Attendance Allowance takes account of how much care you need. It makes no difference whether or not you are actually getting that care. You may be eligible even if you live alone. Your eligibility to receive Attendance Allowance is not usually affected by your finances, savings, or any other income or benefits that you may get.
The sort of care that you must need to be eligible includes the following:
- Help with your bodily functions such as washing, getting dressed, going to the toilet.
- Or continual supervision throughout the day in order to avoid substantial danger to yourself or to others.
- Or you are terminally ill.
How much is Attendance Allowance?
Attendance Allowance is tax-free and is paid at two rates. Payment is usually made directly into a bank account, building society account, Post Office account, or National Savings account. The rate that you may get depends on whether you need care during the day, during the night, or both. The April 2014 rates are:
- Lower rate - £54.45 per week.
- Higher rate - £81.30 per week.
Attendance Allowance is paid from when you submitted the claim but you will not receive any payment for care you needed before you claimed.
Note: the rules for benefits can become complicated. The amounts shown above are a guide and your circumstances may affect the amount that you get. You may even be entitled to an increase in certain other benefits if you receive Attendance Allowance.
How do you claim Attendance Allowance?
You need, or someone on your behalf needs, to complete a claim form. To obtain a claim form:
- Telephone the Attendance Allowance Helpline on 0345 605 6055, Mon-Fri, 8am to 6pm.
- Download one from GOV.UK (details below).
- If you live in Northern Ireland, you can download one from the nidirect website (details below).
The form can be signed by someone on your behalf if you are too sick or disabled to do so. There is also a section on the form which can be filled in and signed by someone who knows how your disability affects you, such as a carer, professional care worker, or doctor.
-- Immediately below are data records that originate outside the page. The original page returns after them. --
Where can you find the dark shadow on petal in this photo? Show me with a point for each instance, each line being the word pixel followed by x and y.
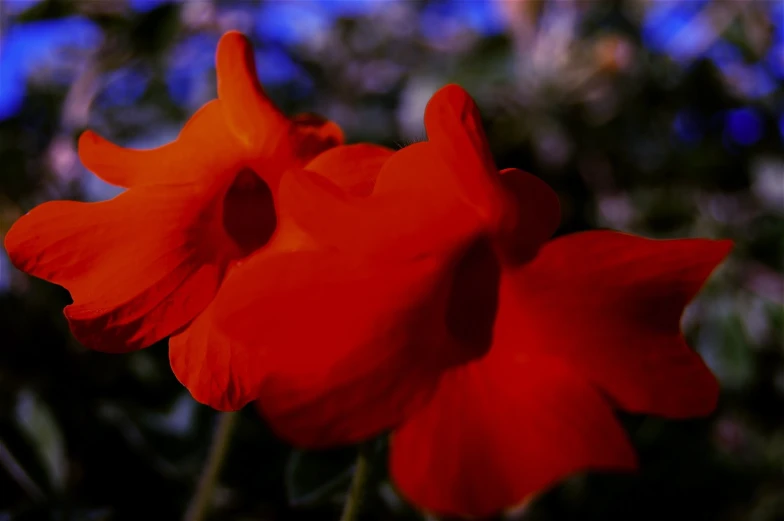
pixel 249 212
pixel 473 299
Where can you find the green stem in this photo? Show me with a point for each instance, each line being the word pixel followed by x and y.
pixel 358 484
pixel 201 500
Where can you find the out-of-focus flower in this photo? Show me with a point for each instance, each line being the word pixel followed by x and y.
pixel 446 313
pixel 144 264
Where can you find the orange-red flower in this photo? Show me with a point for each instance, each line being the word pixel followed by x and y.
pixel 434 304
pixel 143 265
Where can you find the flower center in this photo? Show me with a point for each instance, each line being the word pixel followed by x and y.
pixel 249 212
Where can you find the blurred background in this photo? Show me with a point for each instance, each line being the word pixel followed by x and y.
pixel 663 118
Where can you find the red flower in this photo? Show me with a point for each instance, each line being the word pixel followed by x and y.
pixel 443 311
pixel 143 265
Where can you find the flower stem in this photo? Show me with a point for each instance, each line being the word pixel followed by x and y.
pixel 200 502
pixel 358 484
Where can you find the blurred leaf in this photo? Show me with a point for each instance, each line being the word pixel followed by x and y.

A medical examination is not often necessary. However, you may need to be seen by a doctor for assessment if it is not otherwise possible to obtain a clear picture of how your illness or disability affects you. If you do have to have a medical assessment you will need to prove who you are by taking along one of the following:
- A birth certificate.
- A full driving licence.
- A life assurance policy.
- Bank statements.
What happens if your circumstances change?
You must inform the Benefits Helpline if your circumstances change. However, Attendance Allowance is still usually paid if you:
- Go into hospital or a care home for less than 4 weeks.
- Go abroad for less than 13 weeks.
- Go abroad for less than 26 weeks to get medical treatment for a condition which began before you left.